Dos Estaciones presents a gorgeous portrait of a headstrong tequila factory boss
Director Juan Pablo González adopts a documentary style for his nuanced drama about María García, the strong-willed owner of a struggling tequila factory in western Mexico.
- Reviewed from the 2022 Sundance Film Festival.
Fifty-year-old Mexican tequila factory owner María García keeps her cards close to her chest. The character at the centre of Dos Estaciones – the first feature length fiction film from Mexican director Juan Pablo González – is an enigmatic force that commands the viewers’ attention just as her established influence in the region begins to wane, and it is her threatened power (and ego) that González is most interested in.
Although María is one of very few characters in the film to be played by a professional actor (Teresa Sánchez, seen in Tatiana Huezo’s Prayers for the Stolen and Lila Avilés’ The Chambermaid), the director chooses to reveal the simmering emotions and secret intentions of his protagonist largely through her actions, in medium-to-long shots that capture the settings’ atmosphere but also, crucially, allow him to expose María’s social status in every situation.
Facing the workers of her factory, she stands stiff and barely looks them in the eye, while they keep a respectful distance. Later, arriving at a kid’s birthday party, she does not participate in the fun activities but sits alone at a table, the host thanking her for coming and immediately serving her tequila – in a glass, not a plastic cup.
Respected and proud, she only lets her almost mask-like look of seriousness slip when she is truly alone or, in one of the film’s most striking moments, when getting her hair done. González’s choice to cut to rare close-ups on María’s face in that scene subtly and elegantly reveals that here, as her head is being massaged by the glamorous transgender hairdresser Tatín (Tatín Vera), María feels good and safe, free to let her emotions come to the surface.
Working in an industry commonly associated with men, sporting short hair and masculine-coded outfits of trousers and wide-fitting shirts, it is clear that María does not follow conventional ideas of gender. Yet the appointment at the hairdressers, standing out from the rest of the film for its framing and the intimacy of physical contact it depicts, feels like a precious and all-too-brief stolen moment.
María’s encounter with the young and beautiful Rafaela (Rafaela Fuentes) at the kid’s birthday party is her chance to change that, though not in an explicitly visible way. Whether out of fear, pride, or mere convenience, María mostly manifests the attraction she feels for the alluring stranger through work.

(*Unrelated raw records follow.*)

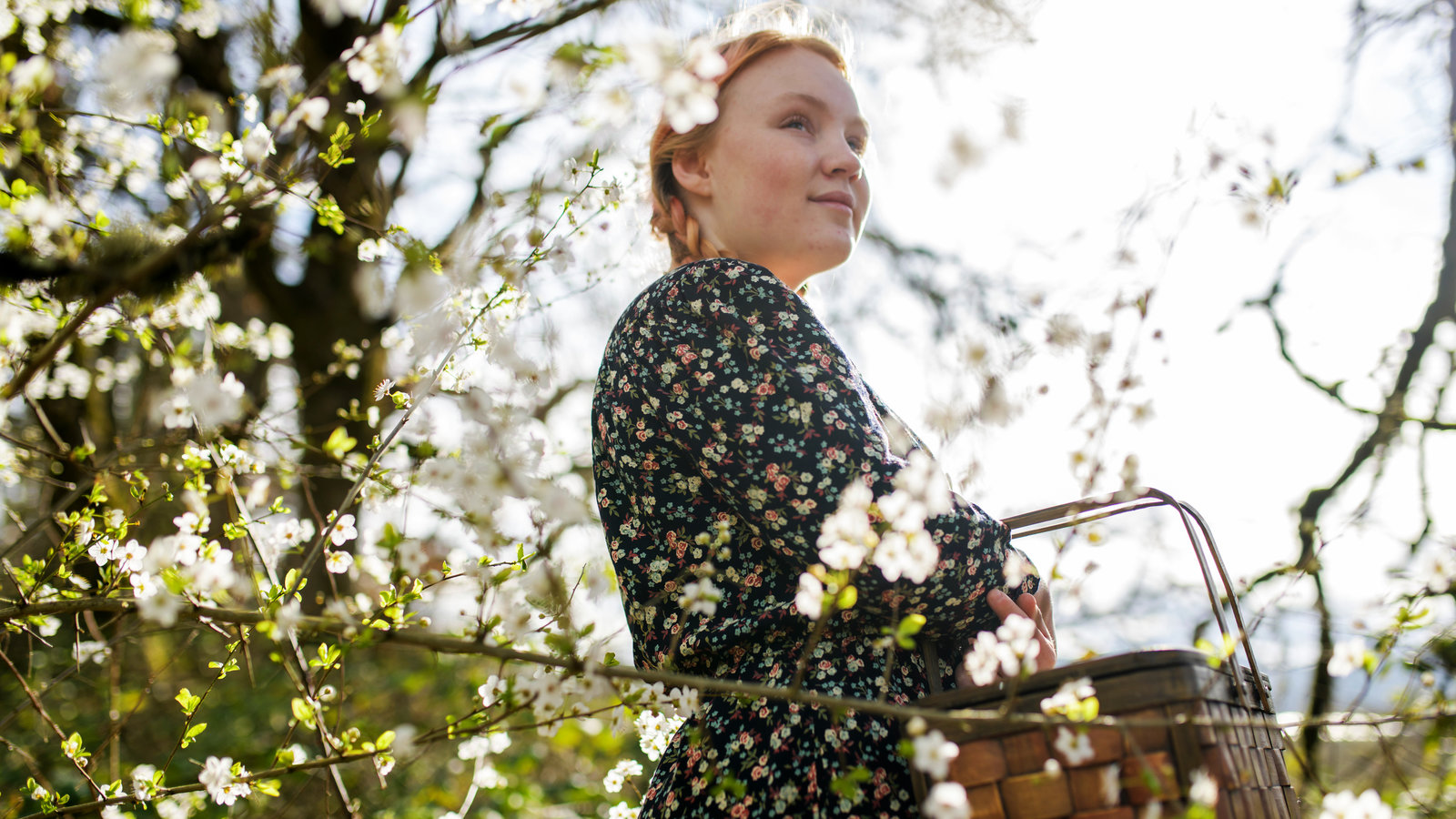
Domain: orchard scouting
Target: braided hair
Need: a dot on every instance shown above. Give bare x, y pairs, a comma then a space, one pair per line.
670, 217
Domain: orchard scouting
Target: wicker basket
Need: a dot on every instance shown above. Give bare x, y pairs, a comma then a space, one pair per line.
1176, 716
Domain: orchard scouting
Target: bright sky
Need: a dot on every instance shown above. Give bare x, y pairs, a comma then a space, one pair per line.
1120, 104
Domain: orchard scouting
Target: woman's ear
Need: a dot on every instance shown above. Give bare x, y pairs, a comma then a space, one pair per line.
692, 174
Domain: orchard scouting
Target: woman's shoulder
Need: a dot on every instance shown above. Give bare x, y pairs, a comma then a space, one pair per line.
713, 285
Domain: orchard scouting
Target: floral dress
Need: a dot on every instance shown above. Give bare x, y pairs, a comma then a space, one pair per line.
723, 402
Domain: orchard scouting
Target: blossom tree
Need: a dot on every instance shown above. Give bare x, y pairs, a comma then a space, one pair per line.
291, 523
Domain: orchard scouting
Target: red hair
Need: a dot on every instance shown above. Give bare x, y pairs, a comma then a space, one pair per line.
670, 217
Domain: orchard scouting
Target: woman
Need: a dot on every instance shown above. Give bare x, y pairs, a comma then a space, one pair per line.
728, 424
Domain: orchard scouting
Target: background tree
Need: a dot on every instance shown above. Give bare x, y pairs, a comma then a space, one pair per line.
298, 509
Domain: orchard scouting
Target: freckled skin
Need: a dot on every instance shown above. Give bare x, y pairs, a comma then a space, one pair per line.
790, 131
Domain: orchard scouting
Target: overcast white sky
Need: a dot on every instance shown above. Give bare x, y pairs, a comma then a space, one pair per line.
1121, 102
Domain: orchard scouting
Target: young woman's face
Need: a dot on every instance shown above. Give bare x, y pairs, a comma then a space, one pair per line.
783, 182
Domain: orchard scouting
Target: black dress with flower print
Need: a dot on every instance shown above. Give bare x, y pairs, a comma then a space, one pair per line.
723, 398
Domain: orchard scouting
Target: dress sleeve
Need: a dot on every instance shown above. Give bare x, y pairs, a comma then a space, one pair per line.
778, 421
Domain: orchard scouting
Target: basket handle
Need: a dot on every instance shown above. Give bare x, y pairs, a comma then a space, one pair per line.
1098, 508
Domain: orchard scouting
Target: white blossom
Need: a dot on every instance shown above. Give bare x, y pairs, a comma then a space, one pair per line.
1069, 695
335, 11
130, 555
375, 63
1347, 658
488, 777
138, 66
655, 731
1346, 804
342, 531
934, 753
222, 783
91, 651
339, 562
623, 811
373, 249
946, 800
619, 774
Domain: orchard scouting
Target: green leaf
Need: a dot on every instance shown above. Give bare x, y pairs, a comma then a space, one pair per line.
188, 702
193, 733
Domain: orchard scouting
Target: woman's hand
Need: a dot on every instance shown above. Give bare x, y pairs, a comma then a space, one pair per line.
1036, 606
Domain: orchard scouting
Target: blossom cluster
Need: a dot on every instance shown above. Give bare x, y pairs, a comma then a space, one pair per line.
887, 532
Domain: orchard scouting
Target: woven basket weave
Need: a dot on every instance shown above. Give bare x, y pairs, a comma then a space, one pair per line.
1176, 716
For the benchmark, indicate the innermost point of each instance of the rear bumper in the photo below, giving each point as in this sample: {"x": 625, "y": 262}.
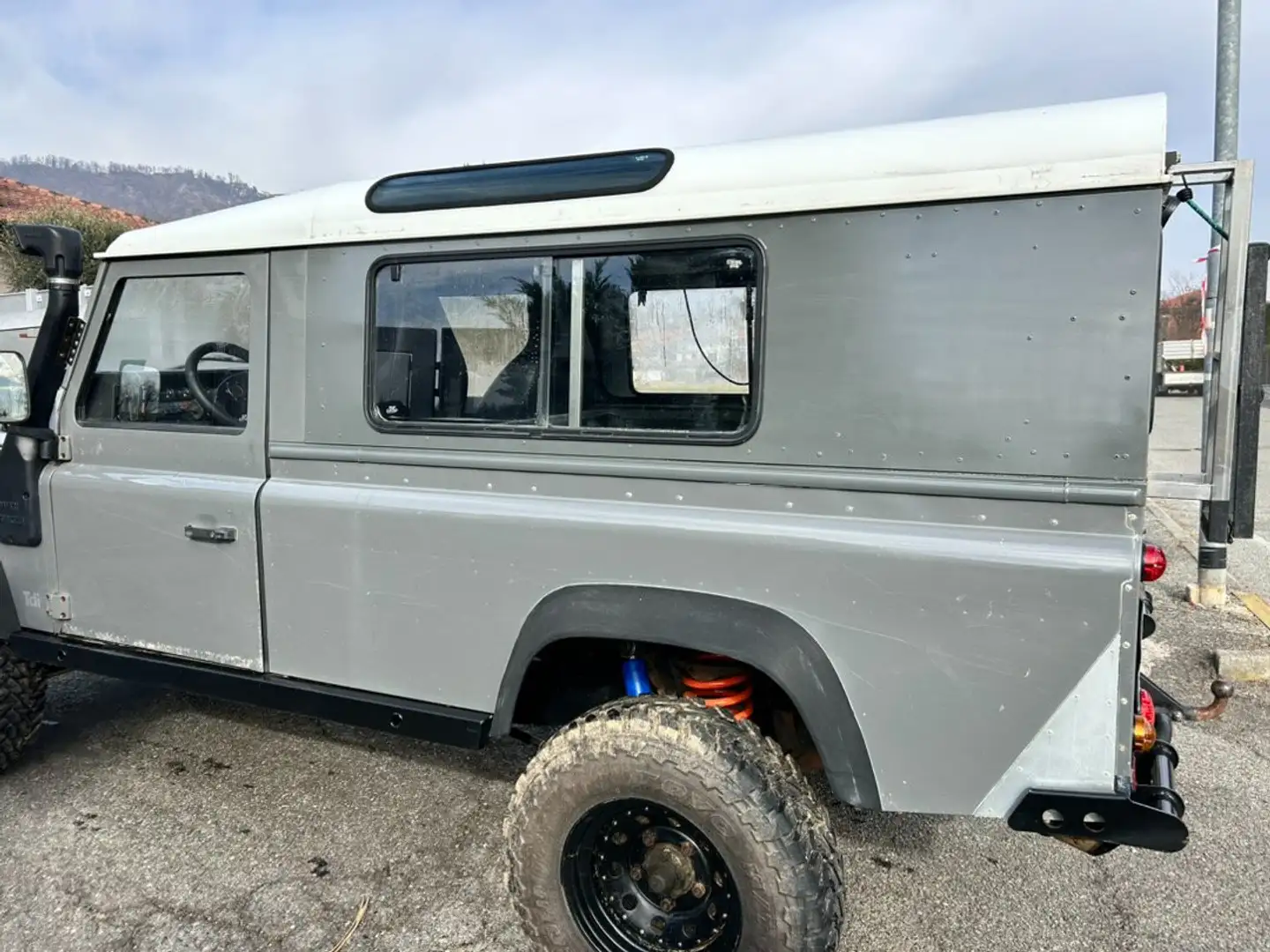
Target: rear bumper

While the much more expressive, socially comfortable Rafaela casually brings up the topic of tequila, María’s way of opening to her is to offer her a job as her assistant. When she later guides her on a visit of the factory, González’s compositions in long takes allow him to show two women simply walking side by side, but also to expose the sexual tension between them, a tension no doubt invisible to the men around María, who have never had much access to the emotional or sexual side of her.
The film delicately intertwines María’s work as the headstrong boss of a tequila factory (whose very existence is threatened by a plague affecting raw materials), and her emotional life as a woman seeking connection and companionship. This hard/soft dynamic is perfectly embodied by Teresa Sánchez in an understated, full-body performance, her soft facial features not so much contrasting as complimenting the stiffness of her body language.
María finds a way to exist beyond the traditional gender binary, and the cinematography of Gerardo Guerra brings out that same kind of duality in the nature that surrounds her – we see it in the beauty of the landscape and the violence inherent to harvesting; in the mix of brutality and tender patience that making tequila requires. It’s a careful balance that – as González shows – the forces of profit do not allow. The film ends on a fascinatingly sombre note as María’s efforts to survive bring her head-to-head with the cruel demands of capitalism.
Both carefully considered and loose, with studied compositions that allow its actors and settings to breathe, González’s film is a subtle and compelling proposition. Instead of a didactic approach, González employs a refreshing visual language – one wide awake to cinema’s ability to expose the intersection between complex human histories, and powerful economic forces.